E Pluribus Kinko’s: A Story of Business, Democracy, and Freaky Smart People, discusses the unusual company culture that helped Kinko’s grow and profit for thirty years, and how the loss of that culture contributed to the company’s decline and eventual disappearance.
Here is a summary of the ideas that made that democratic culture work.
1. State Your Values Clearly
The Kinko’s Philosophy hung in every store and was constantly discussed and debated throughout the organization. It empowered new and far-flung coworkers to make good decisions on their own and ensured every coworker a voice in the company. The Philosophy also attracted and encouraged people aligned to the values it described.

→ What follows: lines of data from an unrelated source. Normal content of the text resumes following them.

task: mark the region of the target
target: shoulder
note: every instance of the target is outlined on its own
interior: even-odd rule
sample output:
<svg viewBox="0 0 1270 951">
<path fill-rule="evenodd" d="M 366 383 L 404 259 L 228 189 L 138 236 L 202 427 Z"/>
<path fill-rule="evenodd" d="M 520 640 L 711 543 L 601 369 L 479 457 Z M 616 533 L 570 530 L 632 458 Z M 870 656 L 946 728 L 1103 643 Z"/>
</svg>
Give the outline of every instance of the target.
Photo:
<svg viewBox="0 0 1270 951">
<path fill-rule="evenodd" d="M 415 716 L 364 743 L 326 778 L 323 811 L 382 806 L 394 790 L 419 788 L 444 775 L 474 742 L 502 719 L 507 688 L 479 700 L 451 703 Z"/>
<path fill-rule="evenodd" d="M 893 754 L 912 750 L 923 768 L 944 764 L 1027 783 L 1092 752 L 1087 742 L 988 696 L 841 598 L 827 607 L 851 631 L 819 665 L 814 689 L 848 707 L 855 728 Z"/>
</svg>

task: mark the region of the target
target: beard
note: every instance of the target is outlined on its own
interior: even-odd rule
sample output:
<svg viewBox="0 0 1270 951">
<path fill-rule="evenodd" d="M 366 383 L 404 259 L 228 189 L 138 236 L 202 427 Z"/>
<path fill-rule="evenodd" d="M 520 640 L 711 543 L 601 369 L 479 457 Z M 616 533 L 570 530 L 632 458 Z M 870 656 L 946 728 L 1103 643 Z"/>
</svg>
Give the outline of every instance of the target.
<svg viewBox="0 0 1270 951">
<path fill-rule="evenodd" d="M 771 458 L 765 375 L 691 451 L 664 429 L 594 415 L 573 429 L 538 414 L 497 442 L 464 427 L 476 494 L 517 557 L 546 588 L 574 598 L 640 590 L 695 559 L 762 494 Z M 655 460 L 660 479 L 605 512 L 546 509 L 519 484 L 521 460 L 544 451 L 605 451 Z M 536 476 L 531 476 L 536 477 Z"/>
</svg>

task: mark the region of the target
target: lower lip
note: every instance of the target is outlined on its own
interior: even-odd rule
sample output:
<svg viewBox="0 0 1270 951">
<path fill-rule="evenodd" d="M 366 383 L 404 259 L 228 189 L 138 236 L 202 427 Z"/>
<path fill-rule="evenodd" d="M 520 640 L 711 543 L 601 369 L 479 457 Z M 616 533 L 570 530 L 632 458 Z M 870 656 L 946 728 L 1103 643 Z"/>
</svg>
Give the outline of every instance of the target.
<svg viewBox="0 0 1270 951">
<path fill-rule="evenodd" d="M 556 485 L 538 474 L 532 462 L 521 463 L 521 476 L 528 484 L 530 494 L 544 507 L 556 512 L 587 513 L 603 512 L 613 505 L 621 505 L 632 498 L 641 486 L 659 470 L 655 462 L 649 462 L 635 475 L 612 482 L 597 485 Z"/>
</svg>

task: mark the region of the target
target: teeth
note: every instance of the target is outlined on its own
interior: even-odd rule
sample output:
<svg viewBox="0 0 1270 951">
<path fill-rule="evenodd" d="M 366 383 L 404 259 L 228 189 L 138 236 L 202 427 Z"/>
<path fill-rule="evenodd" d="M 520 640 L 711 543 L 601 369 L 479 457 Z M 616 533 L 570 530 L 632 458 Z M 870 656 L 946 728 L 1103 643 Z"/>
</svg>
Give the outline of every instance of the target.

2. Respect Freaks and Curmudgeons
The Philosophy and Commitments to Communication came to life through constant testing; public debates demonstrated our commitment to open communication and our love of diverse ideas. Diversity of ideas is just as valuable as any other kind of workplace diversity.
3. Don’t Bogart Ownership (Apologies to Scott Bogart, a longtime Kinko’s coworker)
Kinko’s unique partnership structure spread opportunity, but also the burden of responsibility. Founder Paul Orfalea said he’d be happier with a smaller piece of a much bigger pie, and the pie grew because profit sharing and the democratic culture spread a feeling of ownership—and responsibility—to people who held no equity.
4. Centralize Only What MUST be Centralized
Liberty breeds innovation, so try to give remote locations as much liberty as possible. According to Orfalea, “As the founder and senior partner, I could have dictated anything, but once you start doing that, you demoralize your workforce and end up having to dictate everything. You need people to make good decisions for themselves. You might be able to require white paint and blue counters, but can you dictate a passion for customer service? Your company culture will be determined, to a great extent, by the level of personal trust between you and your coworkers.”
5. Demand Participation
Everyone hates meetings and newsletters, because most meetings and newsletters suck. But our conclaves, Picnics, partner meetings, sales meetings, committees, and other gatherings were more like reunions that created new opportunities for distant relatives to get reacquainted and learn new things from one another. And our newsletter was more like an enthusiast magazine, with an invigorating blend of candor, gossip, useful information, and amusements.
6. Gather the Tribe
As much a family reunion as a business meeting, the annual Kinko’s Picnic built a feeling of unity without demanding conformity. The company thrived on the free flow of ideas, and mass gatherings allowed more people to learn from each other. Such gatherings also served to continuously reinforce cultural touchstones, such as the Philosophy and Commitments to Communication. Plus, we got to hear company president Dan Frederickson and his band rock out.
7. Encourage Experimentation by Practicing Forgiveness
Liberty at the partnership level allowed us to try lots of new services and products. The newsletters I’ve seen from 1983-1986 are full of “try this!” articles, as well as coworkers asking, “How do you handle this?” Some companies need 1,000 cookie cutter stores—every Williams Sonoma store looks and acts exactly the same. Kinko’s was based on providing widespread, affordable access to new technologies otherwise too expensive for individuals, so we needed to stay in tune customer-by-customer and feel free to try new things. But this only worked because we also shared failures without fear of recrimination.
8. Stir the Pot
Kinko’s was blessed with a world-class pot-stirrer in Paul Orfalea. He fought complacency but also kept people focused on the Philosophy—and profits! To make the most of a democratic workplace, leadership must keep the environment roiling to promote individual engagement. People arguing passionately achieve more than people sleepwalking.
Don’t take yourself too seriously. Once I had seen Kinko’s Graphics Corporation President Mark Madden wearing a plastic bozo head on the dance floor in an Indianapolis bar, I knew we could talk about anything. Yeah, coworkers played hard, and coworkers fraternized and formed friendships, but guess what? People will do a lot for their friends.
10. Pursue Profits Unashamedly
Building mutual prosperity into the Philosophy was a brilliant move. Paul was never shy about making money and he always bravely said that happy fingers ring happy cash registers; that Kinko’s treated coworkers well because it was good business. Honesty creates respect (not in dogmatic anti-capitalists, but hey, you can’t please everybody) and defines the goals to which we direct our liberty.